さらば、ビル・ゲイツ

Appleスティーブ・ジョブズは好きな人が多いと思うけれど、ジョブズとは反対にどちらかと言えばコンピュータ業界の非難とねたみを一身に背負ってしまっているような男、Appleのカンファレンスで映像が出るだけで嘲笑とブーイングがでる程さげすまれている男、ビル・ゲイツ。そんな彼も7月、ついにマイクロソフトの経営の第一線から退くらしい。

一代で巨大なソフトウエア会社を創り上げたが、なりふり構わぬその商売のやり方に、あまり好意的な評価を得ていない様に思う。だが、巨大なソフトウエア会社のトップとして事業を遂行し、会社を維持していかなくちゃならない立場として、必死に商売をするのはある意味当然のことだと思う。幼少の頃からお金に困ることは無かった彼にとって、「金もうけ」に対する執着心の原動力は何なんだろうか、そのあたりも興味があるところだ。

そんなわけで、私はオープンソース多くの方達とは違い、彼がすきだ。

  • まず、「オタク」であること。洗練されたビジネスマンのようなジョブズや、セクハラで訴えられるほどぎらついたオラクルのラリー・エリソンはオタクでもハッカーでも無いが、ゲイツは明らかに私と同じ「オタク」だ。Microsoftのカンファレンスで寝癖のついた頭で基調講演したり、最近は違うけどやたらでかい眼鏡を不器用にかけたそのセンス。それにあんなに大金持ちになって、今の奥様にプロポーズしたのに、なかなかOKがもらえなかったこともなかなか可愛いオタクぶりだ。
  • それにゲイツプログラマーだ。無論、UNIXを書いたビル・ジョイや、MAC OSを書いたウォズニアックのような、高尚なハッカーではなく、どちらかと言うと力業的なプログラマ(だったと思う)だが、プログラムなんて1行も書いたことない連中とは大違いだ。プログラムを書いて初めてコンピューターについて語る権利があると思う。
  • そして時代の先見性を持っていた。まだ誰もそんなことを想像すらしない時に、「家庭にコンピュータが置かれる事」を願っていた。コンピューターの世界の中心がハードからソフトに移行するまさにその先端においてそれを予見し、IBMを出し抜き、巨大なソフトウエア帝国を築き上げた。無論それは時代の流れの必然性でもあったのだろうけれど、最も重要な役回りを果たした事実は否定できない。
  • また、決断と行動力に満ちている。MicrosoftがInternetの波に乗り遅れそうになったとき、ゲイツが強権を発令して、会社の全てのリソースをInternetの方向に集中し、危機を乗り切ったことは彼の判断と行動力を象徴する出来事だと思う。失敗に気がついたらすぐに悔い改めて動く、この辺のダイナミックさがMicrosoftの企業としての力だと思う。
  • それから、とてもしたたかだ。
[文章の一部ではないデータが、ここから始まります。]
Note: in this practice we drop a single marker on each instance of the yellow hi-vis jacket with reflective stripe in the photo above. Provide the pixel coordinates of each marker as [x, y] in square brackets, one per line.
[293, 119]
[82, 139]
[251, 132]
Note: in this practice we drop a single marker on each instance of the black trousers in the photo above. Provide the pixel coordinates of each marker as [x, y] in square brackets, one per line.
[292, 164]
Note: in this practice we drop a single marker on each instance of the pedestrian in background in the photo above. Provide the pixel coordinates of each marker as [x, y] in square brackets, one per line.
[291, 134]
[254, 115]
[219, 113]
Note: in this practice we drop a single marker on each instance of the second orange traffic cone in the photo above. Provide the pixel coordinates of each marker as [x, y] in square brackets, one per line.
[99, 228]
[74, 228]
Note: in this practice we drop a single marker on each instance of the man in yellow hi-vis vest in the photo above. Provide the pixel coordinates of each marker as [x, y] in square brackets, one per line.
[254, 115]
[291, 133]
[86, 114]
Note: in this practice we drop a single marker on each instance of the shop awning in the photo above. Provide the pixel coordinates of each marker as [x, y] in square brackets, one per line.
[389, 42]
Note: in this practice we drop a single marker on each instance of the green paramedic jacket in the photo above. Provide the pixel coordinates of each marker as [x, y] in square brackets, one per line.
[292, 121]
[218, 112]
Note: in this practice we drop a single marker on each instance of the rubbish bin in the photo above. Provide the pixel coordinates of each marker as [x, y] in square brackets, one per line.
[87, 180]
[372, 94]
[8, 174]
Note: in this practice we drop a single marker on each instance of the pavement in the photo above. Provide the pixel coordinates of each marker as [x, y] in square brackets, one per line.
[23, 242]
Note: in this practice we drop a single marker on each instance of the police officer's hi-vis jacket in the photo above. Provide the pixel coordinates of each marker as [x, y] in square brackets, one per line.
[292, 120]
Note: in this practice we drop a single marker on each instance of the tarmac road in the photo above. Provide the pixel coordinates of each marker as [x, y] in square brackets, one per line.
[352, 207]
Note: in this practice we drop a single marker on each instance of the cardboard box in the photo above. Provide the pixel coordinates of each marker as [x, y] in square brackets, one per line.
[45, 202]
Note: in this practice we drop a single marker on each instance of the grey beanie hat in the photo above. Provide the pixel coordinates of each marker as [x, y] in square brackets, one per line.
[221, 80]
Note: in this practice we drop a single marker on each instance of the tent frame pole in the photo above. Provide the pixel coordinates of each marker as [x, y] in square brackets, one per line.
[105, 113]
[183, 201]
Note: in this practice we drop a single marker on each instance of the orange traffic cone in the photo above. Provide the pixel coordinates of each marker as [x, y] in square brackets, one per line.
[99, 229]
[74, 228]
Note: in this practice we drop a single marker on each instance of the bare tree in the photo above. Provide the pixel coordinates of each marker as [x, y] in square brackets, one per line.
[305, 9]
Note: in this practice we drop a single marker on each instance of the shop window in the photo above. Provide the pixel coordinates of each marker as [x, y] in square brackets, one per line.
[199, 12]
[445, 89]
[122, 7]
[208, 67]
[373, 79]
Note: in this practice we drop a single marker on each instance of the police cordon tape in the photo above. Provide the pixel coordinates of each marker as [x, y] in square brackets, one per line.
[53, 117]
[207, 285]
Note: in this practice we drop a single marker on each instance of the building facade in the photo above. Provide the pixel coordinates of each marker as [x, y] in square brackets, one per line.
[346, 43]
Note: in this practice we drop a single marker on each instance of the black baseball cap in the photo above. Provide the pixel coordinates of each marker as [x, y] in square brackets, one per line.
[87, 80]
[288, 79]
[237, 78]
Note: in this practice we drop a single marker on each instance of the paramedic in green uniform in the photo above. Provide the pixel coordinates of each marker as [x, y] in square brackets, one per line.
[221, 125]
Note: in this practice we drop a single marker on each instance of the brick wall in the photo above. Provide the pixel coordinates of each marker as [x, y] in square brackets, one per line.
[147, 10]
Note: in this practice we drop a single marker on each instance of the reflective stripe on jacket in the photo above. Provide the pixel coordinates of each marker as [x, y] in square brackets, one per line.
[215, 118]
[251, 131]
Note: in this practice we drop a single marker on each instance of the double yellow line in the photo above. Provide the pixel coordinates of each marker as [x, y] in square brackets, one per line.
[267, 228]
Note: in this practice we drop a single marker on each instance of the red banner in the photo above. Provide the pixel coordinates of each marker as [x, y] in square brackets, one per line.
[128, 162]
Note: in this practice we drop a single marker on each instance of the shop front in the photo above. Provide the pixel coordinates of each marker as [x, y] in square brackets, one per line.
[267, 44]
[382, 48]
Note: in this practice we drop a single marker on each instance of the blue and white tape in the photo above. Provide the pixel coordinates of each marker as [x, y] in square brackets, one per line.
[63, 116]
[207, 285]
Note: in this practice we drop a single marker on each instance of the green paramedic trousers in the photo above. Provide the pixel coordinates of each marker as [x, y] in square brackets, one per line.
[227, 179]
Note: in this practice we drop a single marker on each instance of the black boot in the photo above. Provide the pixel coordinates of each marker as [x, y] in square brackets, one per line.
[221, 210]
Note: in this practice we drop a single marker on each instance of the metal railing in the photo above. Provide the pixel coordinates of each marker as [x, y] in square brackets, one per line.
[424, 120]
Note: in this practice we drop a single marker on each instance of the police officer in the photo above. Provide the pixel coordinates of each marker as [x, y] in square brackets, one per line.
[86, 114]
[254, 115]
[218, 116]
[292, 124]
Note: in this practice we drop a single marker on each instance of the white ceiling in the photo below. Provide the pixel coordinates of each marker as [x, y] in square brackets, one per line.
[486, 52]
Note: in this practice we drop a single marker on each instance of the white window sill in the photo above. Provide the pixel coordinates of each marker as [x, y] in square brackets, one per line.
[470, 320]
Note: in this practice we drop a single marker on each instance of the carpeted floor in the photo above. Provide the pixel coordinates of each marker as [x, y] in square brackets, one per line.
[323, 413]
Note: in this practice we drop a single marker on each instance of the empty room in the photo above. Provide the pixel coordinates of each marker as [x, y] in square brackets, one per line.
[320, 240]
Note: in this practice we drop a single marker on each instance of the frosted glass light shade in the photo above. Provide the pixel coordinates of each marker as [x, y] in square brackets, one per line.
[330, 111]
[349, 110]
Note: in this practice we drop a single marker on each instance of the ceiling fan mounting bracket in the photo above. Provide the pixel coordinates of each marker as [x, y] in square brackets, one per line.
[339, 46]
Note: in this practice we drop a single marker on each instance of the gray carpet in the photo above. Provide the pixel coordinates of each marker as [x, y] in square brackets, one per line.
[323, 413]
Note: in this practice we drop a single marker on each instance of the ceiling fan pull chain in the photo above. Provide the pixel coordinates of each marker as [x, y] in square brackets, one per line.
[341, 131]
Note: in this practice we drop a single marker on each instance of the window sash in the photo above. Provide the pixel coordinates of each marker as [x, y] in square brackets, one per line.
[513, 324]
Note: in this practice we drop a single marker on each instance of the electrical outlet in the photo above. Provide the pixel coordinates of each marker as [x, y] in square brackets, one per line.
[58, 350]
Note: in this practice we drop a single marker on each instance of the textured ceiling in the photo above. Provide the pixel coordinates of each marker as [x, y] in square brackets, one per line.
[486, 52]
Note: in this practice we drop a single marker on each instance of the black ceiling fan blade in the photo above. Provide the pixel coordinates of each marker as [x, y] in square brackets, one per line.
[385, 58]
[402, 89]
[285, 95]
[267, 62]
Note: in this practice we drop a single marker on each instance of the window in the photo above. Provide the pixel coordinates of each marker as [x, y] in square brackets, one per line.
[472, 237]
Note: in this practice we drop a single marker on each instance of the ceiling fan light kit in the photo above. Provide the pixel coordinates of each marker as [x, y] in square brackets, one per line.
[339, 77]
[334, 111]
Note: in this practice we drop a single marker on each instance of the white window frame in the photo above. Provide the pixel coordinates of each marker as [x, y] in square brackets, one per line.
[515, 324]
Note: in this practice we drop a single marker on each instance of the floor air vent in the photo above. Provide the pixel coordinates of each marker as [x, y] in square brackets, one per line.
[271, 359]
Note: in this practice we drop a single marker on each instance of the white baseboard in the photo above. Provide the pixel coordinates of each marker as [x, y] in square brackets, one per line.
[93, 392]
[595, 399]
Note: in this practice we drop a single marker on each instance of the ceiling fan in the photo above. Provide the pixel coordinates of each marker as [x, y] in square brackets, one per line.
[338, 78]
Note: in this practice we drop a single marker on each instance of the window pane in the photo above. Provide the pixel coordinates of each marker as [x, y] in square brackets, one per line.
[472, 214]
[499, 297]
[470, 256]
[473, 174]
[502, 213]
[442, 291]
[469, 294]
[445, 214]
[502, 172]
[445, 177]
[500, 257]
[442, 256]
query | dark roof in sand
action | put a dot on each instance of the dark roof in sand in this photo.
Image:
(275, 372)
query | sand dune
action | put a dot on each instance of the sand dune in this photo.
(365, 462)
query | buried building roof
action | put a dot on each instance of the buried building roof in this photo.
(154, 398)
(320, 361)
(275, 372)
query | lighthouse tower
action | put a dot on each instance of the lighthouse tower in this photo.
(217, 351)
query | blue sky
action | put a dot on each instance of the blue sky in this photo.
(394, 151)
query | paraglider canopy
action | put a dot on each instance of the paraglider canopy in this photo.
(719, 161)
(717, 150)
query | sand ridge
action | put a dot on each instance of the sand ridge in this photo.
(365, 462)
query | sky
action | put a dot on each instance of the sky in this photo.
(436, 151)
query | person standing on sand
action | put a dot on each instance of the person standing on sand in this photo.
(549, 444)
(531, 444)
Microsoftの最大の危機は、米国政府によって分割されそうになったことだが、ゲイツは辛抱強く、効果的にこれに対処し、ついに乗り切った。法廷での彼の態度は、専門家の目から見ても、「一番うまい」対応だったと言われている。さらにゲイツは事業が成功するまで、簡単にはやめない。XBoxや、WindowsMobileが、いやWindows自体がその例だ。それに、どんな場合にも自分の流儀、やり方を押しつけてくるイヤな奴だ。
  • まだまだある。ゲイツはに常に開発者に向き合っていた。サポートの質が良くないとジョークを使ってこき下ろされてきているが、Microsoft程開発者の取り込みに腐心し、開発者ネットワークを組織し、一生かかっても読み切れないほどの多くの情報を提供してきた会社は無いと思う。無論それは自社の商売のためではあるのだが。OracleなんかほとんどMicrosoftのこのやり方をまねている。
  • 最後は(お金を)持つものとしての良識をわきまえている。これからは慈善事業を中心に活動するとのことだが、給与0円でCEOをやっているジョブズよりも生き方として偉いと思う。だから、エリザベス女王からも表彰された。歳を取って、ますます血気盛んだ。

いやー、こうして列挙してみると、やはり並大抵の人じゃないですね。もう一度ゲイツの伝記を読みたくなってきました。

追伸
ビル・ゲイツに関する本といえば、やはり「Hard Drive」だが、すでに日本語版は絶版となっているようだ。私は過去に一度読んでいるのですが、再び読みたくなったので、amazonで古本を買ってみた。同じ本を二回買うなんて、何とも間抜けな話だが、読んでみるとなかなか面白い。これを機会に、彼のことが見直されると良いな。